Her book Cézanne and Provence: The Painter in His Culture (Chicago, 2003) was a finalist for the CAA's Charles Rufus Morey Book Award. Her book French Images from the Greek War of Independence, 1821-1830: Art and Politics under the Restoration (Yale, 1989) was a runner-up for the CINOA book award.
She is the author of French Images from the Greek War of Independence, 1821-1830: Art and Politics under the Restoration (Yale, 1989); Eugène Delacroix: Prints, Politics, and Satire (Yale, 1991); Cézanne and Provence: The Painter in His Culture (Chicago, 2003); and Théodore Géricault (Phaidon, 2010).
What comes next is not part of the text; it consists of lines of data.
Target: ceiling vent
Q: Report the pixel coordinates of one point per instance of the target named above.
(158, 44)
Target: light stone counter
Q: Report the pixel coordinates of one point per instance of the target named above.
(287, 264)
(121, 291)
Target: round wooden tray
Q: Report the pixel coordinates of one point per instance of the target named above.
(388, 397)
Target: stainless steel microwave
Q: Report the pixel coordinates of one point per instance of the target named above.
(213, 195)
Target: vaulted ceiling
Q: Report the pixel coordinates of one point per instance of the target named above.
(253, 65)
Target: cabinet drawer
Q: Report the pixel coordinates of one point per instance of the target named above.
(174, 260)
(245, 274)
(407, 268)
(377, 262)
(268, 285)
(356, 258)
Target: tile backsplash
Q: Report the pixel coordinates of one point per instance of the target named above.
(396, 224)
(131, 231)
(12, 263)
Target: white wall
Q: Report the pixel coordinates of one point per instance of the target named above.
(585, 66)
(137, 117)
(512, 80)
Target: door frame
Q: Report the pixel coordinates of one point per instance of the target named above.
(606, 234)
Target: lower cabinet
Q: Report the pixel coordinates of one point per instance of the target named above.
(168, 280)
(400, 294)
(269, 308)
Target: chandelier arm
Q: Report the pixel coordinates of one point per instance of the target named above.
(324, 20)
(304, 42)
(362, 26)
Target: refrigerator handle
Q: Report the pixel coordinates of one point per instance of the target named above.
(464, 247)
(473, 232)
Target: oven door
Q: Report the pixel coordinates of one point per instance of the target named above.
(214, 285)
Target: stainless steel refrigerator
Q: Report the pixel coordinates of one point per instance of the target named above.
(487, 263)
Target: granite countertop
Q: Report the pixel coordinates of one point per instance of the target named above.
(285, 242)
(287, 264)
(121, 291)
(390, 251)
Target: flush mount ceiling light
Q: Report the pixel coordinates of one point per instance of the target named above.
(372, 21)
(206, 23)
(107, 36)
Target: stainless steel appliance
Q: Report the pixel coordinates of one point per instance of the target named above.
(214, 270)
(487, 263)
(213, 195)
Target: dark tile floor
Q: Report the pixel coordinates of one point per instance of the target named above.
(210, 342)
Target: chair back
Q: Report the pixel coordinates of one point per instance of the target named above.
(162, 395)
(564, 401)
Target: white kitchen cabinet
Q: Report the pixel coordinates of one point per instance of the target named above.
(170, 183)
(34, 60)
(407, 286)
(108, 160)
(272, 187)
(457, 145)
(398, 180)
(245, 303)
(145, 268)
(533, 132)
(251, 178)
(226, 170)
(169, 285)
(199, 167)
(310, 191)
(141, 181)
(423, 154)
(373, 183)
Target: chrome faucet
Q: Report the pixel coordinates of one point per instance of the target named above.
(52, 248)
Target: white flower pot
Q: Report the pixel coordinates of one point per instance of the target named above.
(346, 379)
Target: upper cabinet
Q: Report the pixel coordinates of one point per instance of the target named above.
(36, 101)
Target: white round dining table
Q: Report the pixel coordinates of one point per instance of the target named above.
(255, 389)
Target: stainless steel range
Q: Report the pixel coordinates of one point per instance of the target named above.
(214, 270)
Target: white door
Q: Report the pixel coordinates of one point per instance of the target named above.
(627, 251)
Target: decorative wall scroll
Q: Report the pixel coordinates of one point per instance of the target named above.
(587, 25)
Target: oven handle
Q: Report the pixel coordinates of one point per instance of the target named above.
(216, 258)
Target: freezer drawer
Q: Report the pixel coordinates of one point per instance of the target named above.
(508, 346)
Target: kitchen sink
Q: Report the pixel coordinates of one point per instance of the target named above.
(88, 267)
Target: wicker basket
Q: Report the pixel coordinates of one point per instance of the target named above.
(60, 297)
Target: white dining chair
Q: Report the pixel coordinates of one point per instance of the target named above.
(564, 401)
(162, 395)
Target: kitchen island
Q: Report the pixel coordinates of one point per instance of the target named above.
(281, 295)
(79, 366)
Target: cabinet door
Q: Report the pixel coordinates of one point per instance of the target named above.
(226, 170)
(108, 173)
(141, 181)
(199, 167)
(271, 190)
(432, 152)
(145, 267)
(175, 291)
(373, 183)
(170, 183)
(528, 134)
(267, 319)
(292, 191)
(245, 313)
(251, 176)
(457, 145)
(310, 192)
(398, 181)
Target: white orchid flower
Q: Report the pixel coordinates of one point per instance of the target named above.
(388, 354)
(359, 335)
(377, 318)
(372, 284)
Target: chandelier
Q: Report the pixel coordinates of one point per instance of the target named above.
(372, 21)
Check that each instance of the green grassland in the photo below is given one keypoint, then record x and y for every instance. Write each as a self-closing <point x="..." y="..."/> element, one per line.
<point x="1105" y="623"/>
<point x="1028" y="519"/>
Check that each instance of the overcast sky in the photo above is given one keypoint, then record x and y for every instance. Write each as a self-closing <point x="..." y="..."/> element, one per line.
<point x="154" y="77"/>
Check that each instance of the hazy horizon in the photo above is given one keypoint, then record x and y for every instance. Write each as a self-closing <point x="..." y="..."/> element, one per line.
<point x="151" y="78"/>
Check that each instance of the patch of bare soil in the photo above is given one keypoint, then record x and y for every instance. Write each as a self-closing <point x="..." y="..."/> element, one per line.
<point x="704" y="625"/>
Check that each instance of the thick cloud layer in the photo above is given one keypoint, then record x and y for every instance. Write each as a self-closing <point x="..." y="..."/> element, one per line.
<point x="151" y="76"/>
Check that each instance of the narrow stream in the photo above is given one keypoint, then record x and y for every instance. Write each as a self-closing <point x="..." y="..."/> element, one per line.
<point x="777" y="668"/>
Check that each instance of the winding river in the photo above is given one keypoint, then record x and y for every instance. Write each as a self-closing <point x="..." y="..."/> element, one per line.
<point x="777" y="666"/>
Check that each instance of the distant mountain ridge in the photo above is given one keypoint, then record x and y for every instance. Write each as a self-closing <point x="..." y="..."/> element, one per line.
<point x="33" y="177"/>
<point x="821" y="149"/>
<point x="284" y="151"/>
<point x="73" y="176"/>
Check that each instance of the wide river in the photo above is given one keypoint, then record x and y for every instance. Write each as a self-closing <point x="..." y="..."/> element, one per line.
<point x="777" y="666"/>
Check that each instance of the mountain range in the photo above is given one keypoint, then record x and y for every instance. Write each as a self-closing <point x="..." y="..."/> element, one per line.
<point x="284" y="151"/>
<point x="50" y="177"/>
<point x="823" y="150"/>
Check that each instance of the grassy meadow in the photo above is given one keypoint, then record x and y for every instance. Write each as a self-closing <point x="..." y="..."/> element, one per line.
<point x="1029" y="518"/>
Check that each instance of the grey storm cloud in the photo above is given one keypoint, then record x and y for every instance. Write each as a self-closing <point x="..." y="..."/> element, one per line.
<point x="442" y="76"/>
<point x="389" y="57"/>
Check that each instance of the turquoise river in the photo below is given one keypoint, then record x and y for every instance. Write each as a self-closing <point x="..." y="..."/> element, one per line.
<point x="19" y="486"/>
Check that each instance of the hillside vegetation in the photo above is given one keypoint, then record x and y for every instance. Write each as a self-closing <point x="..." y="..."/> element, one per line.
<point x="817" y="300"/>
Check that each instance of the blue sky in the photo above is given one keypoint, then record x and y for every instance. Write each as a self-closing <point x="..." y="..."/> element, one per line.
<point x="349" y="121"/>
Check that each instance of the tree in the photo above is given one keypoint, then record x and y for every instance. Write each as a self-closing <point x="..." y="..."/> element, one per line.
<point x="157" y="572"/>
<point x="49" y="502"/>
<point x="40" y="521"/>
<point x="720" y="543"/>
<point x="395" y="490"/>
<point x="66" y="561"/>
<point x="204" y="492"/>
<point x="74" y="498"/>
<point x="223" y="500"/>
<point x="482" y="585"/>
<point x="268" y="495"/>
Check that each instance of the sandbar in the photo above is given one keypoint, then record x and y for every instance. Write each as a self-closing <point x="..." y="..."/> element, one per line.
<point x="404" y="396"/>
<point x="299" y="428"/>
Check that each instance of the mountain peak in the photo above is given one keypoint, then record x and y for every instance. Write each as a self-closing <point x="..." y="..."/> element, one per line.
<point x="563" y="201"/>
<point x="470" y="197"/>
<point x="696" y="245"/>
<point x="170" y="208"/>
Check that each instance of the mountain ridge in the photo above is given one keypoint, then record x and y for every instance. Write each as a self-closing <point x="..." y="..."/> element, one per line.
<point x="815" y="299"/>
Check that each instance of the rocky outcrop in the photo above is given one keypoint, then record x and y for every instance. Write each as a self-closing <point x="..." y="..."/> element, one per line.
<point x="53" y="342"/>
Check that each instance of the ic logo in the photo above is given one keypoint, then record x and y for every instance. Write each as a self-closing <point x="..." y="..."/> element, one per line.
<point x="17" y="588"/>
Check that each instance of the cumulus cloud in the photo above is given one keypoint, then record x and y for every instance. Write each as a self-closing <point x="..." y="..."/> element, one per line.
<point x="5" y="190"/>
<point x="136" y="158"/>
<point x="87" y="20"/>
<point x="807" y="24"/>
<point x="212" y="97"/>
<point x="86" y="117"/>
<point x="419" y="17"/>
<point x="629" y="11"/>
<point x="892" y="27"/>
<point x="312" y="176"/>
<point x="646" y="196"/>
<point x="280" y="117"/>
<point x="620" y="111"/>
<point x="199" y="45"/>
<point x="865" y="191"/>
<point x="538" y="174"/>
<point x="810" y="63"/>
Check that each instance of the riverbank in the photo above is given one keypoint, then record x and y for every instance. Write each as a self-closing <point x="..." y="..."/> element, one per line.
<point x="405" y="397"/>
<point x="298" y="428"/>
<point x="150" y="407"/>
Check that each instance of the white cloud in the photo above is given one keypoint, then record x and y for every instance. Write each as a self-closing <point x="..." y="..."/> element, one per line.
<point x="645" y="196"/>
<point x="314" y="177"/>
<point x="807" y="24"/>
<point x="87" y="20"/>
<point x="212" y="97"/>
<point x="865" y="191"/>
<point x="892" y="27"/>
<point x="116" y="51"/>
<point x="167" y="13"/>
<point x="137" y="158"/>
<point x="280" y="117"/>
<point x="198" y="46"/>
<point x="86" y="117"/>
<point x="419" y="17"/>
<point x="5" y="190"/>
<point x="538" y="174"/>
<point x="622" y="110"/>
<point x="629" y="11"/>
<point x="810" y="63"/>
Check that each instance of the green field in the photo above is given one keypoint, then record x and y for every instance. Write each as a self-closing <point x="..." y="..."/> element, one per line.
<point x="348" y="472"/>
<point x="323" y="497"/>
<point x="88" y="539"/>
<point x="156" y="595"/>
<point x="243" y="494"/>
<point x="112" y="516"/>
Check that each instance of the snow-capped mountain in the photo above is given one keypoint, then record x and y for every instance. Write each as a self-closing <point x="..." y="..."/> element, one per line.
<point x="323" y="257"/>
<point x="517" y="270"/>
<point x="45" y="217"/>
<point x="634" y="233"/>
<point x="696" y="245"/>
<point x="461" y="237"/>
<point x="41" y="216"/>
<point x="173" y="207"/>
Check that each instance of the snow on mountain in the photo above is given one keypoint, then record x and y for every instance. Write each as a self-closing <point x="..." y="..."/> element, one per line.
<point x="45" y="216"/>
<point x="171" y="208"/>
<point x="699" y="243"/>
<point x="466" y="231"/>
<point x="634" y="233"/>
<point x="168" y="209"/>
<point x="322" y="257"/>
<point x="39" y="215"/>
Along with numerous articles in scholarly journals, she has published essays in edited volumes, including Frankreich, 1815-1830 (Franz Steiner Verlag, 1993); The Cambridge Companion to Delacroix (Cambridge, 2001); Critical Terms in Art History (2nd ed., Chicago, 2003); The Grotesque in Art (Cambridge, 2003); Repenser la Restauration (Nouveau Monde, 2005); Paris 1820 (Peter Lang, 2006); and L'impressionnisme: Du plein air au territoire (Presses Universitaires de Rouen et du Havre, 2013).
She was the guest editor of The Art Journal's issue on Romanticism (1993) and served as the Book Review Editor of The Art Bulletin from 1995 to 1998.
She served as Editor-in-Chief of The Art Bulletin, 2017-2020.
She has taught as visiting professor at Princeton University in 1993, 1995, and 2002.
In 2019, she was the Kirk Varnedoe Visiting Professor at the Institute of Fine Arts (NYU).